The observed association between DX-induced cardiotoxicity and inflammation is well-documented, primarily attributed to the release of pro-inflammatory cytokines [40]. Notably, two pivotal cytokines, TNF-α and IL-1β, have been consistently shown to exhibit elevated levels in response to cardiac injury induced by DX [41]. In this context, ARB, characterized by its notable anti-inflammatory properties, emerges as a compelling candidate for intervention. Studies across various experimental models have consistently demonstrated ARB’s ability to mitigate the levels of TNF-α and IL-1β, as also evidenced by the results of the present investigation [42, 43]. These findings collectively suggest a promising role for ARB as a therapeutic avenue in both preventing and managing DX-induced cardiotoxicity through its potent anti-inflammatory effects. By modulating the inflammatory response, ARB holds potential not only in attenuating the adverse effects of DX on the heart but also in preserving cardiac function during chemotherapy. Furthermore, the extensive body of evidence supporting ARB’s anti-inflammatory properties underscores its broader utility beyond DX-induced cardiotoxicity. Its efficacy as an adjunctive therapy in chemotherapy-induced cardiotoxicity is particularly noteworthy, suggesting a multifaceted approach to mitigating cardiac complications associated with cancer treatment [42, 43].
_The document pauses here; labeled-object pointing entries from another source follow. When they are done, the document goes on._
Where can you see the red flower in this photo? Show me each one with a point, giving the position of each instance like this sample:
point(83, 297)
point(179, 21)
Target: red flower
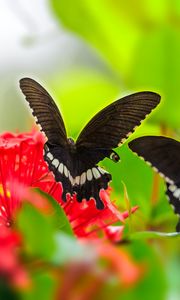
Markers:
point(21, 162)
point(11, 268)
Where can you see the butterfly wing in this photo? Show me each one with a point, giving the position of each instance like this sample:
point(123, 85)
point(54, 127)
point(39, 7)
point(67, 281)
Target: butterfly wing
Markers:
point(108, 129)
point(45, 111)
point(112, 125)
point(164, 155)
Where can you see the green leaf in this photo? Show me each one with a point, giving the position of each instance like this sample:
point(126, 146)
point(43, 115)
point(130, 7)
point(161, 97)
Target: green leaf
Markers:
point(156, 55)
point(102, 24)
point(38, 232)
point(69, 249)
point(153, 235)
point(153, 282)
point(43, 286)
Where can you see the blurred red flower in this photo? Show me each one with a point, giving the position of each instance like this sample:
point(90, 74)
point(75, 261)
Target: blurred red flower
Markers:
point(22, 164)
point(11, 269)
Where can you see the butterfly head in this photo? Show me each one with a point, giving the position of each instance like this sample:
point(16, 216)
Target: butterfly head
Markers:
point(72, 144)
point(114, 156)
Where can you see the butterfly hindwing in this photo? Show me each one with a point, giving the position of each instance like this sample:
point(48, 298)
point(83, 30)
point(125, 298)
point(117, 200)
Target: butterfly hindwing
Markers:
point(164, 155)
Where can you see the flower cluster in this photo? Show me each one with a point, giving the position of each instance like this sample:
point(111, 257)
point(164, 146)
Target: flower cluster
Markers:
point(22, 167)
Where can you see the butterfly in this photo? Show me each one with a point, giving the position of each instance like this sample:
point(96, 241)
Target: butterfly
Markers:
point(74, 164)
point(164, 155)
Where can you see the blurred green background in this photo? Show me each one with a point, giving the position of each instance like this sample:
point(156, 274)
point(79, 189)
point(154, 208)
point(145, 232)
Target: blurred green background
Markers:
point(87, 54)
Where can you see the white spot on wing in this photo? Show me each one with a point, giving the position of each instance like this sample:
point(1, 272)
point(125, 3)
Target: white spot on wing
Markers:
point(77, 180)
point(83, 178)
point(50, 156)
point(60, 169)
point(176, 194)
point(89, 175)
point(96, 173)
point(55, 162)
point(65, 171)
point(172, 188)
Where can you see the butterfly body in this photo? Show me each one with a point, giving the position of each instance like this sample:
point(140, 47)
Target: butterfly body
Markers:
point(75, 164)
point(77, 169)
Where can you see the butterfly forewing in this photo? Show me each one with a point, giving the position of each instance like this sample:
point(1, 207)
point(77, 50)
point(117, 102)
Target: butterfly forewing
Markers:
point(45, 111)
point(113, 124)
point(164, 155)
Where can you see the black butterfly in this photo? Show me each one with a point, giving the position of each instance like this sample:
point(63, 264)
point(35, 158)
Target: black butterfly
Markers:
point(75, 164)
point(164, 155)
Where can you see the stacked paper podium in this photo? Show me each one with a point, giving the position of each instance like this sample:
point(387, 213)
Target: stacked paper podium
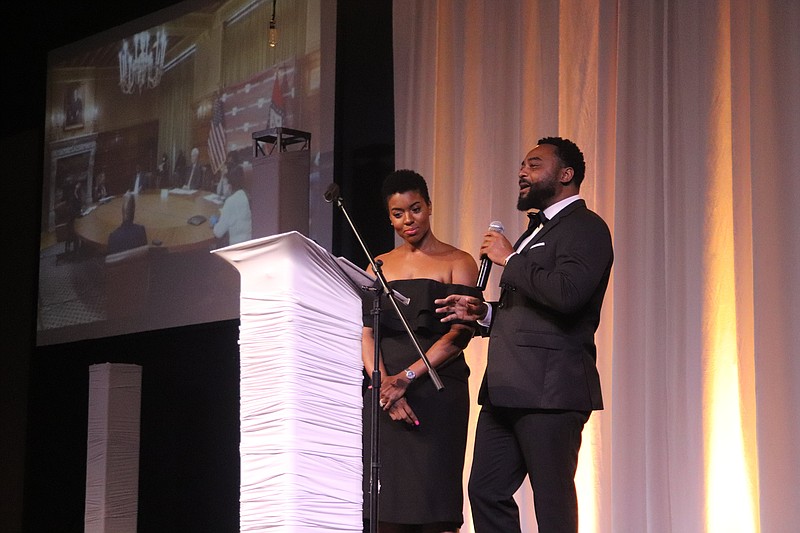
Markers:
point(301, 374)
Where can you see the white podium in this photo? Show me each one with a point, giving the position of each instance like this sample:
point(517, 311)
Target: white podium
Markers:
point(301, 375)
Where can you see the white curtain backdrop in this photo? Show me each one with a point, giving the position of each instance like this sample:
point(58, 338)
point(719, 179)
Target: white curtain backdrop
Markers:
point(688, 114)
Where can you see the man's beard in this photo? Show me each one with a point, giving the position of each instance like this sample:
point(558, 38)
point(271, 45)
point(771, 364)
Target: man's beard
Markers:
point(538, 195)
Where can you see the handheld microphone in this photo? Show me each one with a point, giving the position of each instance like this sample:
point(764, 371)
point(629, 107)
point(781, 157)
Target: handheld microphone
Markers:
point(486, 263)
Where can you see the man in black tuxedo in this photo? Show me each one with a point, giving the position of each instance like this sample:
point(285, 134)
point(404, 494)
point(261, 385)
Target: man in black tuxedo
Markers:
point(541, 381)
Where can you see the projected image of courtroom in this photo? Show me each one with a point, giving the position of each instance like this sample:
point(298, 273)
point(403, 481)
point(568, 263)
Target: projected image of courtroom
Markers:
point(166, 138)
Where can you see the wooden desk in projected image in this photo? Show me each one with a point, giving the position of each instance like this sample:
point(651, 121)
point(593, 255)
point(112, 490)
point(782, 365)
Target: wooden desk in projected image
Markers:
point(165, 217)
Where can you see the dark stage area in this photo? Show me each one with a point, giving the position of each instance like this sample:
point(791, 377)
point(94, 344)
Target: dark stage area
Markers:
point(189, 457)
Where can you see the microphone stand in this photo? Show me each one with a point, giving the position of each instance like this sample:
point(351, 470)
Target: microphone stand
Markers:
point(331, 195)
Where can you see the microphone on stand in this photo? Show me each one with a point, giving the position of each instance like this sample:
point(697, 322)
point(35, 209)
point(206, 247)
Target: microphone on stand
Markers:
point(331, 193)
point(486, 263)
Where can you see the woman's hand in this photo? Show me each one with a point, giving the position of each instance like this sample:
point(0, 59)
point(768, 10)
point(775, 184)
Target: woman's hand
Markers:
point(461, 307)
point(401, 411)
point(392, 389)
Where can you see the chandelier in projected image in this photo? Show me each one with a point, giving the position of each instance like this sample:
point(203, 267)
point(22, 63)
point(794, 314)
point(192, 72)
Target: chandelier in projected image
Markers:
point(141, 65)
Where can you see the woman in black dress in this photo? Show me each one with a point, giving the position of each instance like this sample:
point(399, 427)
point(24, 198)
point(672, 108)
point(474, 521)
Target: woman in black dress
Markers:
point(423, 432)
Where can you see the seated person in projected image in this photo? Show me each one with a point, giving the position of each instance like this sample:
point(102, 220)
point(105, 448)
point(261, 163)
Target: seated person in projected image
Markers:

The harmful effects of DX on the heart are not limited to oxidative stress and inflammation; it can also induce apoptosis, which is the programmed cell death mechanism that occurs naturally in cells. DX-induced apoptosis is mediated by the overproduction of caspase-3 enzyme. According to a previous study, DX has been shown to induce the release of cytochrome C into the cytoplasm and increase the expression of caspase-3 and caspase-9 in cardiomyocytes [44]. Furthermore, DX can disturb calcium homeostasis, resulting in cellular and mitochondrial calcium overload. This can disturb cellular metabolism, increase the production of free radicals, and initiate apoptosis. The opening likelihood of sarcoplasmic reticulum Ca channels increases with DX, while Na+–Ca2 + exchanger membrane proteins are inhibited [45]. In line with previous studies that showed the anti-apoptotic effects of ARB, our study also found that ARB reduces apoptosis by decreasing caspase-3 levels [46]. ARB can help protect the myocardium from DX-induced damage by reducing the expression of caspase-3 and preventing the occurrence of apoptosis. Our results are consistent with other reports that demonstrated the anti-apoptotic effect of ARB in vitro and in vivo [16, 39].

Conclusion

In the present study, our investigation demonstrated that ARB exerted significant ameliorative effects against DX-induced cardiotoxicity in animal subjects. The administration of ARB effectively attenuated DX-induced oxidative stress, inflammation, and apoptosis, thus indicating its potential as a protective agent against cardiac damage induced by DX. Furthermore, our histopathological analyses revealed noteworthy improvements in the myocardial tissue profile, reinforcing the cardioprotective properties of ARB. The findings from this preclinical study provide valuable evidence supporting the therapeutic potential of ARB as a promising intervention to mitigate DX-induced cardiotoxicity in cancer patients. Despite the encouraging outcomes presented in this study, it is essential to acknowledge the need for future clinical trials to validate the safety and efficacy of ARB in human subjects.